DataONE:GEO reuse study/Phase 1
- Query PubMed Central for GEO accession number patterns
- Only look at one year of PMC because deposit rate (and possibly spectrum) not constant over time
- Also look at Highwire Press, Google Scholar, other full text sources?
- More difficult because can't process queries automatically
- Look for accession number patterns for datasets and data series?
Important for argument
This is a conservative estimate because:
- Many papers not in PMC (source for percentages?)
- Many data citations not attributed using accession numbers (source for percentages?)
Less important for argument
- Doesn't capture reuse outside the peer-reviewed literature (for example, reuse during training)
- Deposits into PMC not stable over time, distribution may change over time
In the meantime, here's a quick overview of where I'm headed, with details to follow as I see how it pans out. Feedback welcome, now or later.
I'm thinking that analysis of GEO data reuse could enable some interesting, straight-forward analysis relevant to "value of data that is being lost."

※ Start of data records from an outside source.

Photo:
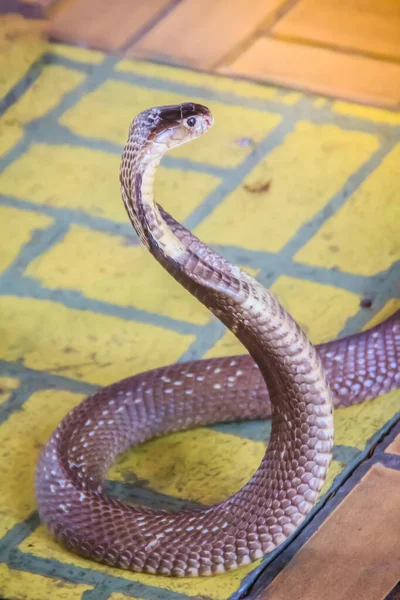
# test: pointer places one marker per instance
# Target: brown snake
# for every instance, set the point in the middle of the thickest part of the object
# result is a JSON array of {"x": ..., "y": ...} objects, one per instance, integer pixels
[{"x": 281, "y": 493}]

One of the themes of John Wilbanks's talk at the Science Commons symposium was that science, and science data, should be generative (ala Jonathan Zittrain: “Generativity is a systems capacity to produce unanticipated change from unfiltered contributions from broad and varied audiences").
Illustrating that a significant proportion of deposits to GEO have resulted in generative science would imply that data *not* submitted to GEO is a real loss to the scientific community's ability to "produce unanticipated change" and thus a loss of value.
Specifically, here's what I have in mind:
- Search the full text of all papers in PubMed Central for mention of each GEO accession number. Exclude papers that are in the "primary citation field" for that accession number. (This is the mechanism used to generate GEO's reuse list, I confirmed recently).
- For each of the PMC articles that reuse GEO data, collect PubMed metadata about authors, MeSH indexing terms, date of publication, etc.
- For each GEO dataset with at least one reusing article, collect metadata from GEO and PubMed
This would facilitate many possible analyses:
- as you proposed, investigate if there is indeed a "long tail" of data reuse. Are just a few datasets reused many times, or are many datasets reused?
- look at the rate of reuse over time, to see if it is accelerating relative to the rate of deposit
- how often are the reusers from the same institution as the data submitters, and how often is it someone from a different institution or country? (I could imagine * a map here, with arrows from data creation to data use.) Is the distribution of distinct authors and institutions flatter in reuse than in creation, indicating the inclusion of a broad audience?
- to what extent are the topics of papers that create data the same as the topics of papers that reuse the data? For example, if we clustered the creation and reuse articles, would the creation papers cluster together, separately from the reuse articles, or would the (create, reuse) pairs usually cluster together?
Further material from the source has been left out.